Estando así, lacerado y lívido, tan sólo su corazón se mantenía vigoroso, pues tenía una buena y fuerte constitución. De mi carne, Él recibió un cuerpo purísimo y bien proporcionado. Su cutis era tan fino y tierno que al menor arañazo inmediatamente le salía sangre, que resaltaba sobre su piel tan pura. Precisamente por su buena constitución, la vida luchó contra la muerte en su llagado cuerpo. En ciertos momentos, el dolor en las extremidades y fibras de su lacerado cuerpo le subía hasta el corazón, aún vigoroso y entero, y esto le suponía un sufrimiento increíble. En otros momentos, el dolor bajaba desde su corazón hasta sus miembros heridos y, al suceder esto, se prolongaba la amargura de su muerte.
Sumergido en la agonía, mi Hijo miró en derredor y vio a sus amigos que lloraban, y que hubieran preferido soportar ellos mismos el dolor con su auxilio, o haber ardido para siempre en el infierno, antes que verlo tan torturado. Su dolor por el dolor de sus amigos excedía toda la amargura y tribulaciones que había soportado en su cuerpo y en su corazón, por el amor que les tenía. Entonces, en la excesiva angustia corporal de su naturaleza humana, clamó a su Padre: ‘Padre, en tus manos encomiendo mi Espíritu’.
Cuando yo, Madre suya y triste, oí esas palabras, todo mi cuerpo se conmovió con el dolor amargo de mi corazón, y todas las veces que las recuerdo lloro desde entonces, pues han permanecido presentes y recientes en mis oídos. Cuando se le acercaba la muerte, y su corazón se reventó con la violencia de los dolores, todo su cuerpo se convulsionó y su cabeza se levantó un poco para después caérsele otra vez. Su boca quedó abierta y su lengua podía ser vista toda sangrante. Sus manos se retrajeron un poco del lugar de la perforación y sus pies cargaron más con el peso de su cuerpo. Sus dedos y brazos parecieron extenderse y su espalda quedó rígida contra la cruz.
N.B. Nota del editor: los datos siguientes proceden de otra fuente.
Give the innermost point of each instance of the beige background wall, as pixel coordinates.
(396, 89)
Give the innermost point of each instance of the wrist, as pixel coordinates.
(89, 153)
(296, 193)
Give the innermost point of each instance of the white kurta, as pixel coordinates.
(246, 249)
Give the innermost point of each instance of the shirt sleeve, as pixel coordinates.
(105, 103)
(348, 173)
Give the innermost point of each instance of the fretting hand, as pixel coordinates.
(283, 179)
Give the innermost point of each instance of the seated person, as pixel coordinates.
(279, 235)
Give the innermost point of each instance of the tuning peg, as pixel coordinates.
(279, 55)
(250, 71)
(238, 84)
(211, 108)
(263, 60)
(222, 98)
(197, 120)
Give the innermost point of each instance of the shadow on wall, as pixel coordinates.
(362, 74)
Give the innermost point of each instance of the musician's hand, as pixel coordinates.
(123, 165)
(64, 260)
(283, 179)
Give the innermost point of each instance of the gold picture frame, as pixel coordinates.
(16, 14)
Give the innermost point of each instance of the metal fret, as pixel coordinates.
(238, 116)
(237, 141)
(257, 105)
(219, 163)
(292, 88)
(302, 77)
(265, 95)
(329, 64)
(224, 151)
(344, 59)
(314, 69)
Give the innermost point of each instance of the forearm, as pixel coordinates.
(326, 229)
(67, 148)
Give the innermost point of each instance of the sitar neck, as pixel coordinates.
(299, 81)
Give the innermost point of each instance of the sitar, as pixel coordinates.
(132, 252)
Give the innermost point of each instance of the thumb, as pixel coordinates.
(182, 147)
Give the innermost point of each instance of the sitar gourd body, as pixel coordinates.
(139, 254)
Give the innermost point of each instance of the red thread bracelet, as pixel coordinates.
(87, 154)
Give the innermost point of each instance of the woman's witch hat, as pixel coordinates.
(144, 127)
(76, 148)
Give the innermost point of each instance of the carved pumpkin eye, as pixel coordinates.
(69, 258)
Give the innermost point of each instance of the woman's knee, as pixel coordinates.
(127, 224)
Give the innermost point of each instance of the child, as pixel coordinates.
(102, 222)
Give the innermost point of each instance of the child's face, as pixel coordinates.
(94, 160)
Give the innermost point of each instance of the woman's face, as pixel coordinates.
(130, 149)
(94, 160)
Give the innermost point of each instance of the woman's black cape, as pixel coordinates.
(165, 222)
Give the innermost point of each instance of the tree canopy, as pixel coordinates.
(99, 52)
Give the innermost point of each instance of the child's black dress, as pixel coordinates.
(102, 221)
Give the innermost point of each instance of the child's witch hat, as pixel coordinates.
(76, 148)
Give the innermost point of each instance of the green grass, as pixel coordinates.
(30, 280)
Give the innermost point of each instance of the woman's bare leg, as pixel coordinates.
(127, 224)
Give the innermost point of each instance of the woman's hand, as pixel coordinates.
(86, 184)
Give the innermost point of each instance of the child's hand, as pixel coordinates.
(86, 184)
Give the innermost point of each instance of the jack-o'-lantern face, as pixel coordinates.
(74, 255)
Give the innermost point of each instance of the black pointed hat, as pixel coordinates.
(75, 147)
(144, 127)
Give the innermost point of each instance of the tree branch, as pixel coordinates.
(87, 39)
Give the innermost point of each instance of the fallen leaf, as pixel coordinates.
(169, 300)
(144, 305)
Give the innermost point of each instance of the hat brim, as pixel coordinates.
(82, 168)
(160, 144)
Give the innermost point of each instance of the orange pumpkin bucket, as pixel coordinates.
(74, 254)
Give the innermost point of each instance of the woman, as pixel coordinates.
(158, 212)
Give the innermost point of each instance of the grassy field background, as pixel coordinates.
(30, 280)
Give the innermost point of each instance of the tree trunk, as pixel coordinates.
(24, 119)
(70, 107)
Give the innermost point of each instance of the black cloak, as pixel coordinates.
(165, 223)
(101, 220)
Entonces, algunos me decían: ‘María, tu Hijo ha muerto’. Otros decían: ‘Ha muerto pero resucitará’. A medida que todos se iban marchando, vino un hombre, y le clavó una lanza en el costado con tanta fuerza que casi se le salió por el otro lado. Cuando le sacaron la espada, su punta estaba teñida de sangre roja y me pareció como si me hubieran perforado mi propio corazón cuando vi a mi querido hijo traspasado. Después lo descolgaron de la cruz y yo tomé su cuerpo sobre mi regazo. Parecía un leproso, completamente lívido. Sus ojos estaban muertos y llenos de sangre, su boca tan fría como el hielo, su barba erizada y su cara contraída.
Sus manos estaban tan descoyuntadas que no se sostenían siquiera encima de su vientre. Le tuve sobre mis rodillas como había estado en la cruz, como un hombre contraído en todos sus miembros. Tras esto le tendieron sobre una sábana limpia y, con mi pañuelo, le sequé las heridas y sus miembros y cerré sus ojos y su boca, que había estado abierta cuando murió. Así lo colocaron en el sepulcro. ¡De buena gana me hubiera colocado allí, viva con mi Hijo, si esa hubiera sido su voluntad! Terminado todo esto, vino el bondadoso Juan y me llevó a su casa. ¡Mira, hija mía, cuánto ha soportado mi Hijo por ti!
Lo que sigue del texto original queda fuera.